Y-Offset and X-Offset are independent from another.
As seen on the picture: The black line is my input and i want two arrays containing the datapoints to plot the two dashed lines.
Simply adding and subtracting in both y- and x-direction will give me just the most outer curves, for example with a sinus wave:
Which results in 3 peaks instead of a smooth "plateau" at the maxima, but the area between the three peaks are "allowed" datapoints and should be under the curve as well.
Is there an easy way to do this other than to just shift the curve and comparing maxima at every timestep?
Accepted Answer
belowaveragestudent
on 10 Aug 2022
0 votes
Hi, so for future people who might run into the same problem, I found a solution:
I offset the original curve down/up with the given y-offset. After that, calculate how many timesteps/times the curve has to be shifted to the right/left to get the given x-(time-)offset.

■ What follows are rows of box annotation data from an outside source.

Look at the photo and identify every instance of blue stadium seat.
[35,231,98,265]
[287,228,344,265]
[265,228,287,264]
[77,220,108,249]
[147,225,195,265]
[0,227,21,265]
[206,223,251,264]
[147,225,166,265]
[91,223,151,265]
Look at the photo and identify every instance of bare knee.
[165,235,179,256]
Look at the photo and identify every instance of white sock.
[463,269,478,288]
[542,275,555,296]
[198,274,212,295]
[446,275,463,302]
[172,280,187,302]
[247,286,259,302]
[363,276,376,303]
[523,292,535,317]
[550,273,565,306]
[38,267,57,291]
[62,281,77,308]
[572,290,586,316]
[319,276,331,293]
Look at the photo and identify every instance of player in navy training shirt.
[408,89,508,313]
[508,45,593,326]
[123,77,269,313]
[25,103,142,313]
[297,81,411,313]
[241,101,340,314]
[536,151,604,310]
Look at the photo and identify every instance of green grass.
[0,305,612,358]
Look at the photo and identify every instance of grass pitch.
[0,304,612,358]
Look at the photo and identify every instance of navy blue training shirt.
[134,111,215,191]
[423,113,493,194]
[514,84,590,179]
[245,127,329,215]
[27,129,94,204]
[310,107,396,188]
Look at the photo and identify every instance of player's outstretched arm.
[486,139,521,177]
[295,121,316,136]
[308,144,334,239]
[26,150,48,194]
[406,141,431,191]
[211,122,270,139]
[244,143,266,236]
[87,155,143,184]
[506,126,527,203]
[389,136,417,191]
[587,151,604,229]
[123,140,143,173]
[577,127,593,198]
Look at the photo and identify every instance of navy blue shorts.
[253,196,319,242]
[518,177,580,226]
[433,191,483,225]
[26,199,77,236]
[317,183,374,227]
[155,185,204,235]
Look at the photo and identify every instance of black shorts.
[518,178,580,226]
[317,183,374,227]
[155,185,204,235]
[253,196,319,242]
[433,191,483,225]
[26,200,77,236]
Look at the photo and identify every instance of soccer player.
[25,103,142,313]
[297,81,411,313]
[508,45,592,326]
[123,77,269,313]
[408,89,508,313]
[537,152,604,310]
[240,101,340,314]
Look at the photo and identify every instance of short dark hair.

Now shift the upper/lower bound to the left/right by that exact number of elemetns in the array. Compare every new value at those timesteps and if they are greater than the original upper bound (or lower for the lower bound respectively), exchange the value in the upper/lower bound. See my code, I hope it clears up what words couldn't explain:
% Just some input
X = 0:0.1:10;
Y = sin(X);
ValTolerance = 2;
TimeTolerance = 1;
%Generate upper/lower bound without shift to right/left
UpperBound = Y + ValTolerance;
LowerBound = Y - ValTolerance;
%Generate arrays, which are for right/left shifting
UpperRL = UpperBound;
LowerRL = LowerBound;
%Needed times of array indice shifting to get wanted time-delay-tolerance
Dist = find(X >= TimeTolerance, 1)-1;
%Generate matrix in such way that:
% 1st row: X-Values from 0 to 10
% 2nd row: Y Values of sin function
% 3rd row: UpperBound without shifting left/right
% 4th row: Same UpperBound array, to be shiftet left/right
% 5th row: LowerBound without shifting left/right
% 6th row: Same LowerBound array, to be shiftet left/right
M = [X; Y; UpperBound; UpperRL; LowerBound; LowerRL];
%Right direction
for z1 = 1:Dist %shift as often as needed for wanted time-delay-tolerance
M(4,z1+1:end) = M(4,z1:end-1); %shift UpperRL array one element to the right
M(4,1) = 0; %replace first array element with 0, as there is no known value for it
M(6,z1+1:end) = M(6,z1:end-1); %do the same for the LowerRL array
M(6,1) = 0;
for z2 = 1:length(M(1,:)) %compare the whole dataset
if M(4, z2) > M(3, z2) %replace values of the UpperBound array, if the UpperRL values are greater
M(3,z2) = M(4,z2);
end
if M(6, z2) < M(5, z2) %replace values of the LowerBound array, if the LowerRL values are smaller
M(5,z2) = M(6,z2);
end
end
end
%reset UpperRL and LowerRL arrays to do the same thing for the left direction
M(4,:) = UpperBound;
M(6,:) = LowerBound;
%Left direction
for z1 = 1:Dist
M(4,1:end-z1) = M(4,2:(end-z1)+1);
M(4,end) = 0;
M(6,1:end-z1) = M(6,2:(end-z1)+1);
M(6,end) = 0;
for z2 = 1:length(M(1,:))
if M(4, z2) > M(3, z2)
M(3,z2) = M(4,z2);
end
if M(6, z2) < M(5, z2)
M(5,z2) = M(6,z2);
end
end
end
%final arrays of the upper and lower bound
UpperBound = M(3,:);
LowerBound = M(5,:);
It most certainly is not the most potent code but it does its job:
One thing is also the flat ends at the start and at the end, which appear because there is no information about the signal outside the given window.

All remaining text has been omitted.